Patxi Irurzun

(Cuento de verano)

Cada vez que pensaba en ello mi escroto se convertía en una cáscara de nuez. Pero eso era lo de menos. Llevaba casi dos semanas sin ir al baño. Y  me estaba volviendo loco.

Todo comenzó cuando leí aquella noticia: “Una serpiente pitón muerde los genitales de un hombre  en el inodoro”. Yo ya había imaginado una situación así otras veces. Uno sentado ahí, con todo colgando, sobre ese agujero, esa madriguera interminable… Pero solo era un momento, terminaba la faena cuanto antes y me olvidaba. Cuando leí la noticia, sin embargo, comencé a obsesionarme. Cualquier movimiento por debajo de mis pelendengues me hacía dar un bote y alejarme de la taza como un pingüino. Bueno, al menos al principio, cuando esos movimientos eran en realidad el chapoteo de mi propia orina o el zambullido de mi estómago. Después ni siquiera eso, me obsesionaba con la idea de que en cualquier momento asomaría una culebra, una rata, un dragón de Comodo y me dejaría “nenuco”, y no podía,  me cerraba en banda, se me detenía el mecanismo…  A mí, que siempre he sido como un reloj suizo.

La noticia había sucedido en Australia y al parecer la pitón se le había escapado a un vecino de la víctima. De modo que, al principio, yo conseguía aliviarme usando baños públicos, en los que no hubiera vecinos amantes de los animales exóticos y emasculadores. Pero después comencé a pensar en ese laberinto de desagües, tuberías, cloacas, colectores, en esa gran maraña que conectaba el mundo, y me pareció que en realidad uno podía llegar a través de ella hasta las mismísimas antípodas. Y una serpiente pitón ya ni te cuento.
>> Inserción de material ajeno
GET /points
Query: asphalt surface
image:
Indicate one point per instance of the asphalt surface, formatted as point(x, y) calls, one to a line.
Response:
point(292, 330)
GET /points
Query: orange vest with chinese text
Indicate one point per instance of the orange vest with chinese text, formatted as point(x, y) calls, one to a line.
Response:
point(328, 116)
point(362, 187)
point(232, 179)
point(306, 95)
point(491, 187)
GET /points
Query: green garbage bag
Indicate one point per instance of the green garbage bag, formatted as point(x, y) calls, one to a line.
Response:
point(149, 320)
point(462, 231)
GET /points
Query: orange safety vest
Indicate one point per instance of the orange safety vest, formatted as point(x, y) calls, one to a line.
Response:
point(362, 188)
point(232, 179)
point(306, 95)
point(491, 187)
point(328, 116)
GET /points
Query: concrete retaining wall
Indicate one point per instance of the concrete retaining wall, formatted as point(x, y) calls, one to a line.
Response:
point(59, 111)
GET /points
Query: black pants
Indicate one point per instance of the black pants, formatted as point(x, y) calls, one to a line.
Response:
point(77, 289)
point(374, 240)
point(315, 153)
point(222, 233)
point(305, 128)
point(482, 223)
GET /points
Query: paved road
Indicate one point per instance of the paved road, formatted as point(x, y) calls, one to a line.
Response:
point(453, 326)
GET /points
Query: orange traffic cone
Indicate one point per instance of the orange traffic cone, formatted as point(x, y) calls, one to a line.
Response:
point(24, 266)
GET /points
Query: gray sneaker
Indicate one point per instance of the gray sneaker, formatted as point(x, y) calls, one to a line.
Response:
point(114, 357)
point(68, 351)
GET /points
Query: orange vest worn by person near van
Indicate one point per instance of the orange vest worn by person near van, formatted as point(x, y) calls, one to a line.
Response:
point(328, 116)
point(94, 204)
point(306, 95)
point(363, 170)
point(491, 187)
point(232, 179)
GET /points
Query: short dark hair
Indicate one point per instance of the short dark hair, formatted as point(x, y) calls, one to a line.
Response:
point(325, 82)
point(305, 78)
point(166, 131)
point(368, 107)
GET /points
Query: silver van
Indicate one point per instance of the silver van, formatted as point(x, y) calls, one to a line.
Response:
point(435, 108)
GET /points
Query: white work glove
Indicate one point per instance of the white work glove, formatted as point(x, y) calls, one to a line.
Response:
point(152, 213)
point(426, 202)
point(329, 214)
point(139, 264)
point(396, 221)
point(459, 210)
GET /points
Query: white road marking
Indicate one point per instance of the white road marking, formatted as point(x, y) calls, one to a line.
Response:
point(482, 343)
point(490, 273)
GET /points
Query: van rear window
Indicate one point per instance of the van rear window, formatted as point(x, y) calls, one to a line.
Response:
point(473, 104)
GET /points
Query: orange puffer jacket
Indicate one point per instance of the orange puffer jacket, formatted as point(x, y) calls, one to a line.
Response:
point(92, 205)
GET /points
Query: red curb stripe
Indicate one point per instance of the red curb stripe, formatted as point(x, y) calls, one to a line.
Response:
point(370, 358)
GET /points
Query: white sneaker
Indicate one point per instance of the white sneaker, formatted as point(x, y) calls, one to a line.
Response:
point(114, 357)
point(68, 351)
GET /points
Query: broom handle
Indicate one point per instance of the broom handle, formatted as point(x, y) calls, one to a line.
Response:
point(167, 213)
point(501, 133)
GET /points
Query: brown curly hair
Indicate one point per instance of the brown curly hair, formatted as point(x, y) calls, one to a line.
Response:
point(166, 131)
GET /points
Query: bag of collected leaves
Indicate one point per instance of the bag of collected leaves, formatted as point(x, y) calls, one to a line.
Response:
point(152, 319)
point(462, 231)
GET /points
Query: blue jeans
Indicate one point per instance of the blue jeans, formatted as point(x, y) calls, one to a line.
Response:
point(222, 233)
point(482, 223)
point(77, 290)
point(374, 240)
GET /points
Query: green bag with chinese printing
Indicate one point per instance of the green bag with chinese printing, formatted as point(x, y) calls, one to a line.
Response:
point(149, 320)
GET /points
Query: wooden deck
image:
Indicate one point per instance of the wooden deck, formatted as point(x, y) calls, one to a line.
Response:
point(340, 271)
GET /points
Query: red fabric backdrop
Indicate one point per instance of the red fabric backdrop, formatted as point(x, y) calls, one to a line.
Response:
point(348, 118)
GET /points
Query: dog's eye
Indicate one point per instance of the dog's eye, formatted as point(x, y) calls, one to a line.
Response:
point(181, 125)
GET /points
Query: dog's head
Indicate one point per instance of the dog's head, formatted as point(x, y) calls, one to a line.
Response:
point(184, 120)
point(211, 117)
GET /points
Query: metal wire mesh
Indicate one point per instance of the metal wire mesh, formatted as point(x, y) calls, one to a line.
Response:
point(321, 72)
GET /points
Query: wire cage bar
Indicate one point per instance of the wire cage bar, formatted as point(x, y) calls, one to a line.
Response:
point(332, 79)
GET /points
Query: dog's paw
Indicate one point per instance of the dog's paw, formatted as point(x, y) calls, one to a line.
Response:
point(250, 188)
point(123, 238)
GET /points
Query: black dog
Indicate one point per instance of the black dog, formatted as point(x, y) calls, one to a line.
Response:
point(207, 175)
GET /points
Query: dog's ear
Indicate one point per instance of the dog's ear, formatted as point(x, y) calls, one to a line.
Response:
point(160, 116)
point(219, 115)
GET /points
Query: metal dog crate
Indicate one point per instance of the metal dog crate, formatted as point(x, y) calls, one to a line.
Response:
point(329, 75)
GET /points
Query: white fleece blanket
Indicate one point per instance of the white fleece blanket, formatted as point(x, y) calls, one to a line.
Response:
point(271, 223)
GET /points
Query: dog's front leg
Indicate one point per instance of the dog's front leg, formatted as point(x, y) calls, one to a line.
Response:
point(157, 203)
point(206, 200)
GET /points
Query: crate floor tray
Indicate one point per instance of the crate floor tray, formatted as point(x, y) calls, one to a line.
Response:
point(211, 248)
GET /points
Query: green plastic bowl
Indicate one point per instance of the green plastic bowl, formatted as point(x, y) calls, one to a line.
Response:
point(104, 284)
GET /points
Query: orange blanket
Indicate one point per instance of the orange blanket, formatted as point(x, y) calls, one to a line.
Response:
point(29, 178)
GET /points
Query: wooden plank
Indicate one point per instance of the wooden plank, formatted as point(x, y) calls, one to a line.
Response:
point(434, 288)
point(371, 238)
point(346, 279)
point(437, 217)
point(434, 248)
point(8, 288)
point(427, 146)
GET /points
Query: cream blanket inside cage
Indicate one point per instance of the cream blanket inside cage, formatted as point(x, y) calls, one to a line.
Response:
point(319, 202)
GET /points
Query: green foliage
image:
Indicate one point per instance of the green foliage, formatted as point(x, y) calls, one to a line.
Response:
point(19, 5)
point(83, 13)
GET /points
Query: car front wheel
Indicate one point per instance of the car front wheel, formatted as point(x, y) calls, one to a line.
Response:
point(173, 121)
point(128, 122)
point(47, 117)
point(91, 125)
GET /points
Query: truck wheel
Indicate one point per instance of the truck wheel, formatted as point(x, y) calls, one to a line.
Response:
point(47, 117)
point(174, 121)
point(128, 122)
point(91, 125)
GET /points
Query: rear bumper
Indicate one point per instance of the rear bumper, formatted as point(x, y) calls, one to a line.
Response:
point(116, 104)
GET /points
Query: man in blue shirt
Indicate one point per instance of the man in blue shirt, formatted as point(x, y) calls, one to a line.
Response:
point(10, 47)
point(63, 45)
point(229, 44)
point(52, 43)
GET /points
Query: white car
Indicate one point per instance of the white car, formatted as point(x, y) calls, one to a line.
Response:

Pocos días después, de hecho, leí una nueva noticia, procedente ya no de Australia, sino de Austria -cada vez estaban más cerca-: “Una serpiente trata de introducirse por la vagina de una mujer mientras usaba el retrete”. Esta vez, además, el redactor intentaba buscar una explicación a ese extraño suceso y lo relacionaba con el abandono de mascotas domésticas durante las vacaciones estivales. Como aquellos cocodrilos de Nueva York, que la gente compraba a sus hijos creyendo que eran lagartijas, y que cuando empezaban a crecer y a echar dientes tiraban por la taza del baño, convirtiendo las alcantarillas de la ciudad en el delta del Misisipi.

La cuestión es que, poco a poco, fui perdiendo también el sueño. En parte por las pesadillas. En ellas aparecían cocodrilos que cocinaban criadillas humanas, plagas de serpientes a las que cuando las matabas aparecía una mayor, jaurías de perros abandonados en las gasolineras que se vengaban atacando terrazas, cines de verano, colas de vacunación… Pero en parte también por el dolor insoportable en el abdomen, aquella presión que me convertía en un hombre bomba, a punto siempre y nunca de reventar…

Todo ello me volvió irritable y conspiranoico. Por ejemplo, en una reunión del portal amenacé con cortarle los huevos a un vecino que llevaba una camiseta de White Snake; o estaba convencido de que en realidad la mayoría de los humanos vivíamos también en una gran cloaca, alimentándonos de la mierda que unos pocos nos echaban (la diferencia era que nosotros no nos atrevíamos a morderles las partes).

Así hasta que hace unos días, por fin el tapón cedió, no pude contenerme más, el dolor se volvió tan  intenso que pude vencer mi miedo, sentarme en la taza y acabar con aquella obsesión. Fue como un parto múltiple. De hecho, cuando me levanté y quise ver de qué me había liberado, allá abajo me encontré con cientos de  pequeñas crías de culebras que intentaban remontar la corriente y desaparecían zigzagueando por la cañería, en busca de alimento y órganos sexuales.